J’oublie sans doute d’autres cinéastes hollywoodiens pratiquant le spectacle audacieux, notamment Martin Scorsese, qui a presque atteint le « sans-fautes » en termes de fusion art/commerce ; mais Scorsese, s’il est un grand admirateur de Kubrick, n’en est pas vraiment un disciple : loin de lui l’idée de se mesurer aux genres grand public comme le film de guerre, le film de SF, ou même le film d’horreur pure… Et Kubrick aurait-il réalisé ce film pour enfants : Hugo Cabret ? Nous en doutons.

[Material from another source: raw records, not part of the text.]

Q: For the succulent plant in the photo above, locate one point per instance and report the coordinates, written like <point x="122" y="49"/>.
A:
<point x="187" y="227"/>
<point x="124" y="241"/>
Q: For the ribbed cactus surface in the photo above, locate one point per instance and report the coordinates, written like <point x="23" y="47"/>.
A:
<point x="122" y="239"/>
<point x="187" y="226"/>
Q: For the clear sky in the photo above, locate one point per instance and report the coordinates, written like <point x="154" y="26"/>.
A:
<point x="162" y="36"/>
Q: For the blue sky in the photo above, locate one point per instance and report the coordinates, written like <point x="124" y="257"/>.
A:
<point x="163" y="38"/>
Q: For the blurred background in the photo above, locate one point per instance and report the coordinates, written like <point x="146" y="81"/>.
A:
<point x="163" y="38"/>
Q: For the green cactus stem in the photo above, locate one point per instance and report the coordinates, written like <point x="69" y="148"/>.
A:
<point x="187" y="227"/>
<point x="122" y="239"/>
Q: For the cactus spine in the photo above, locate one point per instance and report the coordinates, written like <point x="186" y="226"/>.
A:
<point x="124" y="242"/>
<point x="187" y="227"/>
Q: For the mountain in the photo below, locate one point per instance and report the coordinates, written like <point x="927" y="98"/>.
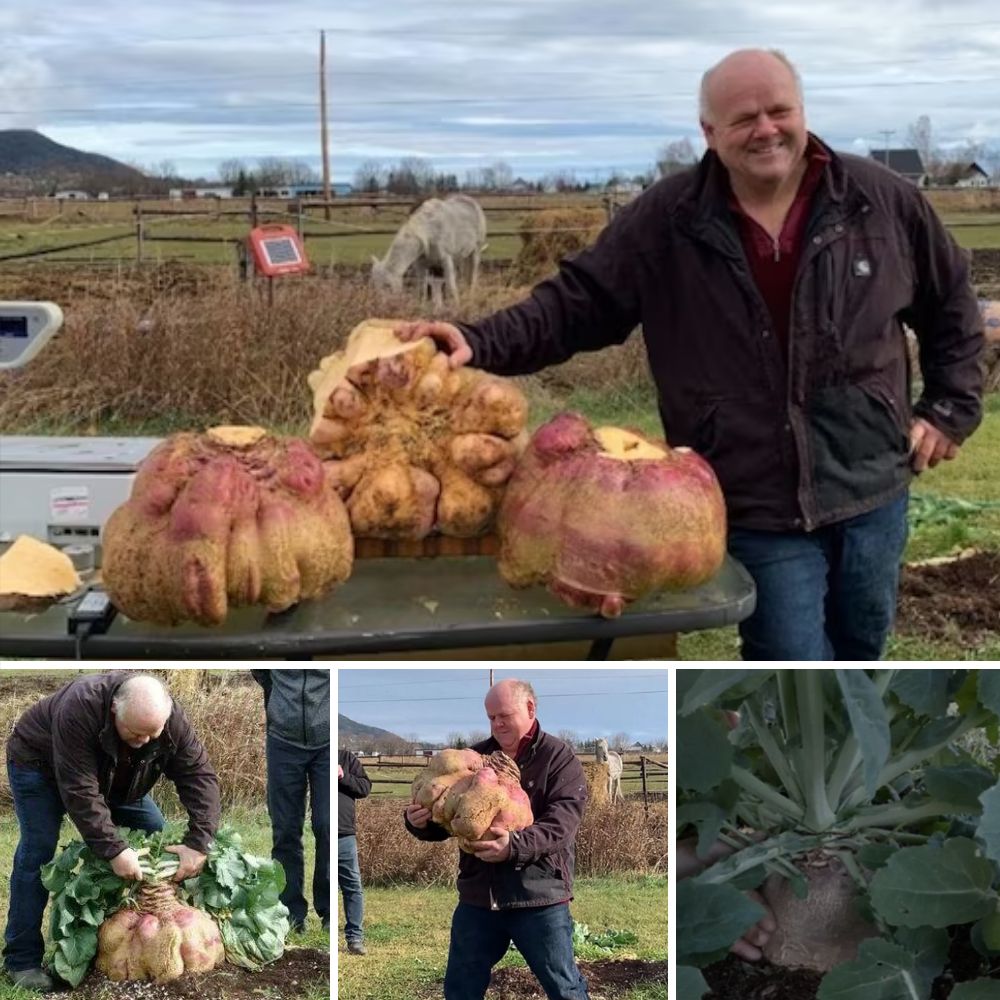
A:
<point x="30" y="154"/>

Au fond, la filmographie de Kubrick ressemble au monolithe au tout début de 2001 : forme pure (un écran de cinéma renversé, noir, vertical) ; tout autour, les singes-cinéastes osent à peine s’en approcher, sautillent, contemplent, contournent, lèvent la tête, effleurent la surface du bout des doigts, sans jamais percer le secret.
Mais il n’y a pas de secret : cette filmographie est juste un bloc posé fièrement dans la vaste plaine hollywoodienne. Ce bloc a pour nom intégrité artistique.